2. Is the pay offered extremely high?

Always compare the offered salary with other jobs in the sector. If it is much higher than average, be on your guard. Additionally, if the job is advertised as freelance or solely based on commission, ask yourself if this is normal for the job sector.

3. Are you being rushed?

This does not mean that the job application deadline is tomorrow, and you have only just found the advertisement. If you are being pressured to give an answer to an offer or to provide the supposed company with your details, take a step back and ask yourself if it seems safe.

4. Have you been given an offer before your application or interview?

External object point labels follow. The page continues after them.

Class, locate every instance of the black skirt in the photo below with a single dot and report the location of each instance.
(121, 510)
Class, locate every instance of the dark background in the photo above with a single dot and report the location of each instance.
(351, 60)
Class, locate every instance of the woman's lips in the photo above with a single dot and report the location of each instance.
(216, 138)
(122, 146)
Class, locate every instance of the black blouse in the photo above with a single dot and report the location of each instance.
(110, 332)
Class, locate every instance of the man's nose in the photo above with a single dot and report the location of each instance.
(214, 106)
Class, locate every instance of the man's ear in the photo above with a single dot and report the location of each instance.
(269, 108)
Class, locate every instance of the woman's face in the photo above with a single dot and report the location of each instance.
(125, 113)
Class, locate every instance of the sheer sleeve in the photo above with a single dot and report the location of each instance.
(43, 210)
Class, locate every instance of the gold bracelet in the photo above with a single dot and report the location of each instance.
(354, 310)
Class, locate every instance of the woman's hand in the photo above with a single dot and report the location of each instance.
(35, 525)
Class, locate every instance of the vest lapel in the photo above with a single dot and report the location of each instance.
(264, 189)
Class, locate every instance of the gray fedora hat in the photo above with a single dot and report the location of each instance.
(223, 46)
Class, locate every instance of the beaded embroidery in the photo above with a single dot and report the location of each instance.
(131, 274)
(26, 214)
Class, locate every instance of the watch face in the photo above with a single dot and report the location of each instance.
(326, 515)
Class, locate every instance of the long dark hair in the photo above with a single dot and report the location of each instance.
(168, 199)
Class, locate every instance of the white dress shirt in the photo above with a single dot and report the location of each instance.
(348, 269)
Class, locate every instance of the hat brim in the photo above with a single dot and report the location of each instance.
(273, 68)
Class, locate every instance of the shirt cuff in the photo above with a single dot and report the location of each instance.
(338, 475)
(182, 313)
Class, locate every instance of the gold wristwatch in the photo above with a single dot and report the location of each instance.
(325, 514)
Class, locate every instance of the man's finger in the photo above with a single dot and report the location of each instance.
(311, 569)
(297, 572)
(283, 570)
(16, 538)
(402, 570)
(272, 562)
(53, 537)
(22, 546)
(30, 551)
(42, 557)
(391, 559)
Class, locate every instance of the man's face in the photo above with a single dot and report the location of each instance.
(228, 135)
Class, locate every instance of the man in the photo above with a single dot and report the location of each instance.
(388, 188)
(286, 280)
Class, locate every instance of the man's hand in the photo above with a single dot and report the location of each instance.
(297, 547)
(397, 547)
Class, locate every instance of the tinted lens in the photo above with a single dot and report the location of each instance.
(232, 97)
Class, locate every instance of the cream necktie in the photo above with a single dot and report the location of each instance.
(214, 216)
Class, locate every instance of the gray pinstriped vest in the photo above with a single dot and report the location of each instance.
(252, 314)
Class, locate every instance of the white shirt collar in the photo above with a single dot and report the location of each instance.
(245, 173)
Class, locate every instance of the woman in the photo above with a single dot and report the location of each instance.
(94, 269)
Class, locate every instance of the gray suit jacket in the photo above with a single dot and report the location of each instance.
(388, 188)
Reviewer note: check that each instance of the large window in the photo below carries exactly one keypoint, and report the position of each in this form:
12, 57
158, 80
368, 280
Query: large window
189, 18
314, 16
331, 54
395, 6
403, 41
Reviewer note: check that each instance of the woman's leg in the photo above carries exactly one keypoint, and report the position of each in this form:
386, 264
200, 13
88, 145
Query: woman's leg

Even if you are headhunted for a role, a basic application and at least one interview should be part of the normal process.

5. Are the job descriptions and requirements very vague?

Job descriptions vary in length, but they should typically feature a company profile, a description of the specific job, and a person specification. Vague scam job descriptions seek to draw you in and never actually answer the most basic questions.

6. Does the communication you are receiving seem unprofessional?

Perhaps there are inconsistencies in syntax or grammar. Perhaps there are lots of spelling mistakes. These can be key indicators of scams.

7. Does the company have a website or social media accounts?

If a job is not legitimate, you may struggle to find information on the company.

8. Can you find details of the employers and employees?

Are there profiles on the website of key company members? Can you find their contact details? Do they have LinkedIn profiles? If you cannot find any details, it may be an indicator that the company does not exist or does not exist in the form it claims to.

9. Does the company require upfront payment?

While you may need to factor in costs related to travelling for interviews, a legitimate company should never ask you for money.

10. Is there expensive training that you are required to fund yourself?

If a company is asking you to complete expensive training before giving you a final offer, they may simply be trying to sell you a product.